Euler Hermes a connu deux années record en 2009 et 2010, en termes d'acquisition de nouveaux clients. La crise étant passée par là, la perception du risque a totalement changé. Nous avons encore des ambitions de croissance en Europe, qui représente plus de 70% de notre activité. D'ailleurs, nous tablons en 2011 sur une croissance de 5 à 6%, qui sera essentiellement alimentée par les marchés européens.
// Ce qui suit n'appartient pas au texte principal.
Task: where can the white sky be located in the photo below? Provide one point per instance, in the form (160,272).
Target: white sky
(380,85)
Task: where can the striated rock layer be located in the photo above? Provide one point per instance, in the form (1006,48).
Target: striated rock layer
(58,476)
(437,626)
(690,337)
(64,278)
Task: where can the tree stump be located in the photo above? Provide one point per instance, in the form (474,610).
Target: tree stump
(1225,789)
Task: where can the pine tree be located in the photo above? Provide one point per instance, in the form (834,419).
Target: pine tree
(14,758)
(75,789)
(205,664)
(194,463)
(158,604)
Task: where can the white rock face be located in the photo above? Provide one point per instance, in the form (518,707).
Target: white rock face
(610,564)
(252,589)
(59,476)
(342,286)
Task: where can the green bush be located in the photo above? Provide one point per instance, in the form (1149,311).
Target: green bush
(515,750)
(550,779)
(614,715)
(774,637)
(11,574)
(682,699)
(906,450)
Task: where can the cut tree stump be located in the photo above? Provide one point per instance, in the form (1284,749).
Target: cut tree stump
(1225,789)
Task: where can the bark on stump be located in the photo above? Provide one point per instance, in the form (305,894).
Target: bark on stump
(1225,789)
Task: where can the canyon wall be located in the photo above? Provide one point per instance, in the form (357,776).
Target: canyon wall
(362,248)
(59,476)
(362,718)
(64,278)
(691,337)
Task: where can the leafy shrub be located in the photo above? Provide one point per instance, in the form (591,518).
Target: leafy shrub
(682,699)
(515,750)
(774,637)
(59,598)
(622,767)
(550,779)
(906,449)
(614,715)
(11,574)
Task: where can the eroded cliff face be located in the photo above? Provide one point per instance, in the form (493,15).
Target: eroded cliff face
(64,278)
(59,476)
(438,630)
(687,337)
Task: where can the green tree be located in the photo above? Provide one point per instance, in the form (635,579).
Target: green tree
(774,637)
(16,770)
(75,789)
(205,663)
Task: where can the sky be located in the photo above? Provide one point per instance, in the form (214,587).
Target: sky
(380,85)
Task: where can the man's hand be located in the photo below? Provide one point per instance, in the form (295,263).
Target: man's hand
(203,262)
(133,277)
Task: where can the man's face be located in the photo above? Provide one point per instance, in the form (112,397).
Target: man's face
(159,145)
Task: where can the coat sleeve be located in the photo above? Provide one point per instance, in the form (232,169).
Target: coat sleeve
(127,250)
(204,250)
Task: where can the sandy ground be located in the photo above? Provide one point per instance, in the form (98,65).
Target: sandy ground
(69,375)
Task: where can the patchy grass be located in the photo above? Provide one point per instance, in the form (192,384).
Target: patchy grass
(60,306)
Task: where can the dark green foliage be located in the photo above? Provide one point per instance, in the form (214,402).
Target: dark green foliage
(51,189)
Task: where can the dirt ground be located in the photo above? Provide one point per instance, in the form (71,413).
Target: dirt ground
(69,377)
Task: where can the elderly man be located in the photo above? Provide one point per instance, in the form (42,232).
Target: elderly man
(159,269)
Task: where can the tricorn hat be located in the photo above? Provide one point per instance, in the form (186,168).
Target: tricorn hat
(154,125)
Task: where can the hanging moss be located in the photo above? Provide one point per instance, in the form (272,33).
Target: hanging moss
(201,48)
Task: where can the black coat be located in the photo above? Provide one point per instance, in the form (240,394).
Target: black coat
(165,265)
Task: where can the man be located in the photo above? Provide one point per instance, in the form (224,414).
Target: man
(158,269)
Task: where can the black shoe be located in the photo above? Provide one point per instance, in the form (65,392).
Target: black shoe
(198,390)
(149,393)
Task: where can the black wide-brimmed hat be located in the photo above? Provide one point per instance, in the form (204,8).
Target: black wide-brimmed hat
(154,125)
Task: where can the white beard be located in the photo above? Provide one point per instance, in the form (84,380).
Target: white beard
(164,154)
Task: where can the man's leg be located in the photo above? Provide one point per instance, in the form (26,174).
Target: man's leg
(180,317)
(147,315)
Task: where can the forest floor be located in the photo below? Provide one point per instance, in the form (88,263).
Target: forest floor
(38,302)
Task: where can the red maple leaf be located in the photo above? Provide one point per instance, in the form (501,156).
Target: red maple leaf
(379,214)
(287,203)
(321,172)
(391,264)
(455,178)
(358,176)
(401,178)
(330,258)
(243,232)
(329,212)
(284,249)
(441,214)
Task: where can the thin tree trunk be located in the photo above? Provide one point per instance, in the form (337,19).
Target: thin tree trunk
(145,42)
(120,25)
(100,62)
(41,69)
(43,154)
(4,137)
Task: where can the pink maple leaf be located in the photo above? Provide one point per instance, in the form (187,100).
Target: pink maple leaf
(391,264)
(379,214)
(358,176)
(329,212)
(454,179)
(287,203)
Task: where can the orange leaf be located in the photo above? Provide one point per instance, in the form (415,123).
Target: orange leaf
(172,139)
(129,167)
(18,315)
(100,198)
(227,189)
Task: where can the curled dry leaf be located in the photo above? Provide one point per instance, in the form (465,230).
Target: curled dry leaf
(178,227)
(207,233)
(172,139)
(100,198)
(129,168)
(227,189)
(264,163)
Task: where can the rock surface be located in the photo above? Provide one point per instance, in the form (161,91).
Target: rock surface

La croissance est certes plus rapide dans les pays émergents, mais nous ne voyons pas de rééquilibrage géographique de notre activité avant 10 ou 15 ans.

Où se trouvent vos relais de croissance ?

Nous avons identifié cinq zones prioritaires: la Chine, les Pays du Golfe, la Turquie, le Brésil et la Californie. En Chine et au Brésil, nos assurés et prospects réclament des couvertures de risque crédit sur les entreprises locales. Dans les Pays du Golfe, nous avons connu une forte hausse de la demande, avec une excellente rentabilité. En Turquie, pays en pleine croissance, le marché de l'assurance crédit est jeune, nous entendons nous positionner pour y gagner des parts de marché. Aux Etats-Unis, le métier existe depuis très longtemps, mais il s'est concentré sur la côte Est et la région des Grands Lacs, sur des secteurs très traditionnels comme la sidérurgie. Nous travaillons déjà en Californie (dont le PIB est équivalent à celui de l'Italie), mais nous comptons nous y développer encore très fortement dans les années à venir.

Vous développez également d'autres métiers que l'assurance crédit traditionnelle (80% du chiffre d'affaires) ?

Le recouvrement des créances commerciales est un service annexe que nous voulons étendre. Nous avons une expérience et une expertise inégalées dans ce domaine, en particulier dans le recouvrement international. Nous attendons également une forte croissance de l'activité de caution et nous avons lancé cette année une activité de couverture du risque politique. Les récents événements en Afrique du Nord et au Moyen-Orient démontrent qu'il s'agit d'un risque difficile à prévoir, qui peut se déclencher très rapidement.

Quels sont vos objectifs pour l'exercice 2011 ?

Les perspectives pour l'année sont bonnes. Nous visons un résultat net solide, proche de celui dégagé en 2010 (294 millions d'euros).